Diálogos com o Espírito Eugênia

Publicado no site: http://www.saltoquantico.com.br em 12 de março de 2004.

Terapia de Vidas Passadas, Mentores Espirituais e Mentores Encarnados – Diálogo com Eugênia.

 

Muitas vidas

 Benjamin Teixeira
pelo espírito
Eugênia.

A Terapia de Vidas Passadas realmente é tão boa como outras técnicas catárticas ou ela, em verdade, não passa de mais um modismo?

Toda técnica catártica eficaz traz o selo da cura, já que o indivíduo remonta às causas profundas que geram seus transtornos de personalidade e, assim, remove-as ou trata-as. A Terapia Regressiva a Vivências Passadas (*1) é uma dessas técnicas eficazes, quando bem feita.

É a melhor, Eugênia?

Não existe terapia melhor. Existem metodologias mais aplicáveis a esse ou aquele caso, a esse ou aquele contexto, a essa ou aquela interação paciente-terapeuta, a esse ou aquele indivíduo. Portanto, não podemos, de antemão, apontar uma técnica como a melhor a resolver todos os problemas existenciais do ser humano.

Alguém pode melhorar apenas com um bom aconselhamento?

Há pessoas que revolucionam suas vidas ou descobrem o propósito de estar na Terra, apenas ao ouvir uma frase, assistir a um filme, ver uma criança carente na via pública. Há outros indivíduos que levam anos em consultórios psicanalíticos e não passam dos primeiros passos do processo de elaboração de suas questões. Portanto, cada caso é um caso.

Tem algo a dizer sobre o assunto?

Que as pessoas deveriam valorizar mais as fontes de aconselhamento e de apoio, sejam profissionais ou fraternas. Deus socorre a criatura por meio da própria criatura.

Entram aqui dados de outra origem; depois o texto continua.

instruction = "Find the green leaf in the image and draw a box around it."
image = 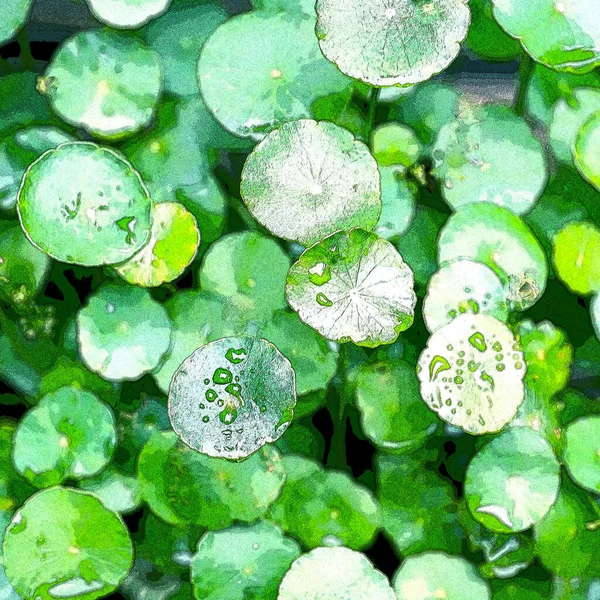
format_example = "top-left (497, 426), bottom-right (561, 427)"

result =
top-left (438, 202), bottom-right (548, 310)
top-left (423, 258), bottom-right (508, 332)
top-left (86, 0), bottom-right (171, 29)
top-left (267, 456), bottom-right (380, 552)
top-left (573, 111), bottom-right (600, 190)
top-left (115, 202), bottom-right (200, 287)
top-left (152, 290), bottom-right (233, 394)
top-left (465, 427), bottom-right (560, 533)
top-left (432, 104), bottom-right (548, 215)
top-left (552, 221), bottom-right (600, 296)
top-left (17, 142), bottom-right (151, 266)
top-left (465, 0), bottom-right (521, 62)
top-left (534, 478), bottom-right (600, 579)
top-left (77, 283), bottom-right (171, 381)
top-left (12, 387), bottom-right (117, 487)
top-left (394, 552), bottom-right (492, 600)
top-left (260, 311), bottom-right (337, 394)
top-left (316, 0), bottom-right (471, 87)
top-left (241, 120), bottom-right (381, 246)
top-left (492, 0), bottom-right (600, 73)
top-left (356, 360), bottom-right (438, 452)
top-left (548, 88), bottom-right (600, 165)
top-left (198, 11), bottom-right (350, 139)
top-left (142, 0), bottom-right (227, 96)
top-left (286, 229), bottom-right (416, 347)
top-left (0, 0), bottom-right (33, 45)
top-left (138, 432), bottom-right (285, 529)
top-left (374, 166), bottom-right (418, 240)
top-left (37, 29), bottom-right (162, 140)
top-left (417, 314), bottom-right (525, 435)
top-left (564, 416), bottom-right (600, 493)
top-left (3, 487), bottom-right (133, 600)
top-left (190, 521), bottom-right (300, 600)
top-left (371, 123), bottom-right (423, 168)
top-left (169, 337), bottom-right (296, 460)
top-left (200, 231), bottom-right (290, 326)
top-left (375, 448), bottom-right (463, 556)
top-left (277, 547), bottom-right (396, 600)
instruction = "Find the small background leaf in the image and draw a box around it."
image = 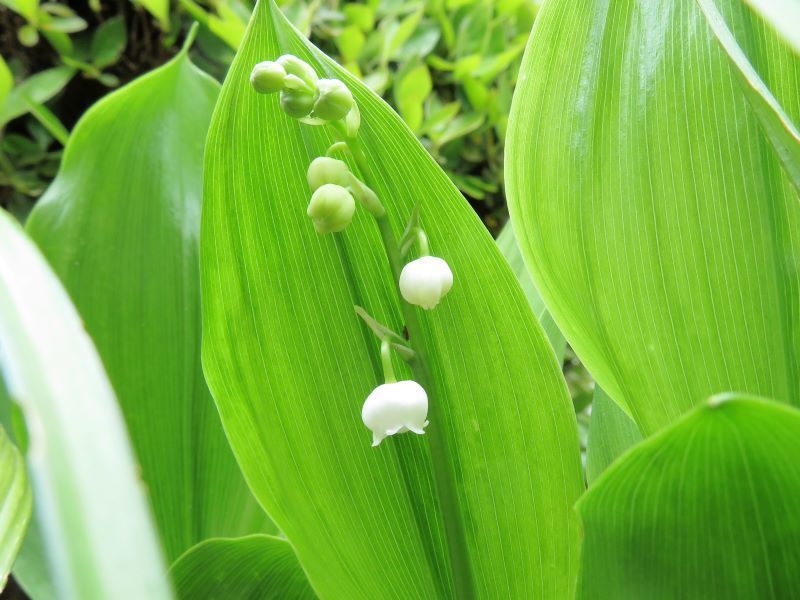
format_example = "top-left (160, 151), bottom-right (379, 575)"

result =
top-left (27, 37), bottom-right (274, 561)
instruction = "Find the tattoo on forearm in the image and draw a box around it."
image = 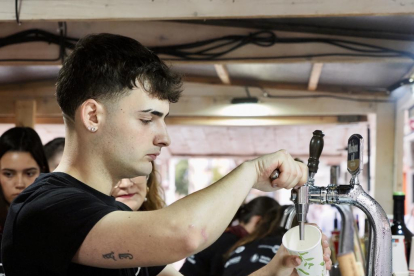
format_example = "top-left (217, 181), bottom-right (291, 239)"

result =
top-left (102, 251), bottom-right (116, 261)
top-left (102, 251), bottom-right (134, 261)
top-left (119, 253), bottom-right (134, 260)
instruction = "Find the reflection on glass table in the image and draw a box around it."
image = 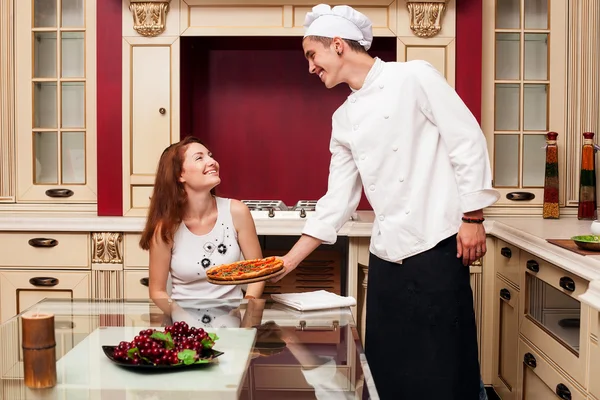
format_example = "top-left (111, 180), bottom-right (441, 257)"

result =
top-left (0, 299), bottom-right (379, 400)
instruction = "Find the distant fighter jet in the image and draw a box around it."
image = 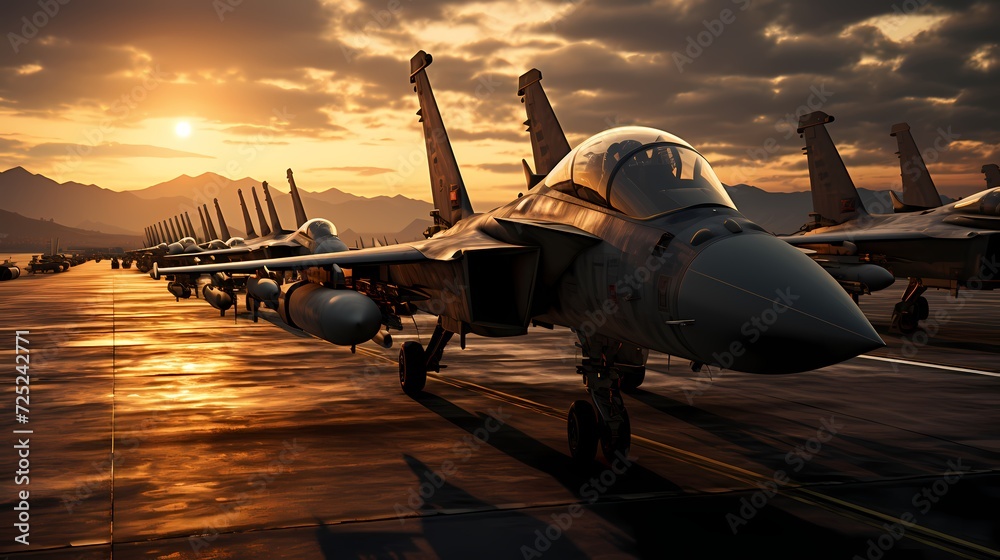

Há muita gente esperando que o próprio Criador, em Pessoa, venha lhes aconselhar sobre o melhor a fazer. Não percebem como entronizam o orgulho em suas almas, perdendo contato com a realidade e, com isso, bloqueando os canais por onde a Divina Providência adentraria suas vidas, para auxiliá-las. Em vez de pretendermos buscar falar diretamente com Seres indiscutivelmente superiores, porque não nos ouvir uns aos outros. Às vezes, no consultório de um psicólogo, na voz de um sacerdote, no conselho de um amigo ou um familiar muito querido e de confiança, recebemos a resposta de Deus para nossos dramas. Todas as criaturas deveriam estabelecer uma disciplina de busca sistemática de aconselhamento e/ou suporte psicoterápico, obviamente conforme resultados e afinidades considerados. Ao menos uma vez na semana, todas as pessoas deveriam ter alguém com quem desabafar e falar, sem reservas, sobre suas problemáticas mais íntimas, perturbadoras e pessoais.

Tenho dito nos programas de TV que são dois os caminhos, duas as disciplinas, dois os hábitos fundamentais para nos mantermos conectados a Deus: a prece (individual), a freqüência ao culto coletivo de busca de Deus (coletivo). Deveríamos incluir esse outro elemento?

Sim, deveríamos. Alguém deve ser constituído, por cada indivíduo, o guardião de sua probidade interior, em nome da própria consciência e em nome dos guias espirituais desencarnados. Obviamente, que a pessoa deverá checar sempre, com o filtro de sua intuição e de seu bom senso, aquilo que lhe é sugerido, as avaliações que são feitas de seu comportamento e de suas escolhas. Esse guardião eleito, não se pode esquecer, é um representante das vozes profundas da alma do aconselhado, e, portanto, se não estiver em profundo acordo com ela, deve ser ignorado, ao menos naquele aspecto de desalinhamento entre a consciência de um e o juízo de valor do outro. Mas, apesar de se considerar a falibilidade humana e, portanto, não se poder instituir autoridade absoluta a ninguém, em termos de gerência de nossas vidas, é indiscutivelmente necessário que se tenha alguém como mentor existencial ou guia espiritual. Quem não for médium ostensivo e não possa dialogar diretamente com seus orientadores desencarnados, deve ter alguém, no plano físico, que veja como representante do Plano Maior, e, assim, converse com essa pessoa, periodicamente, nesse estado de espírito, sabendo que os próprios protetores espirituais farão uso do médium esclarecedor (que foi instituído no mentor encarnado), para apresentar tópicos importantes para seu progresso geral.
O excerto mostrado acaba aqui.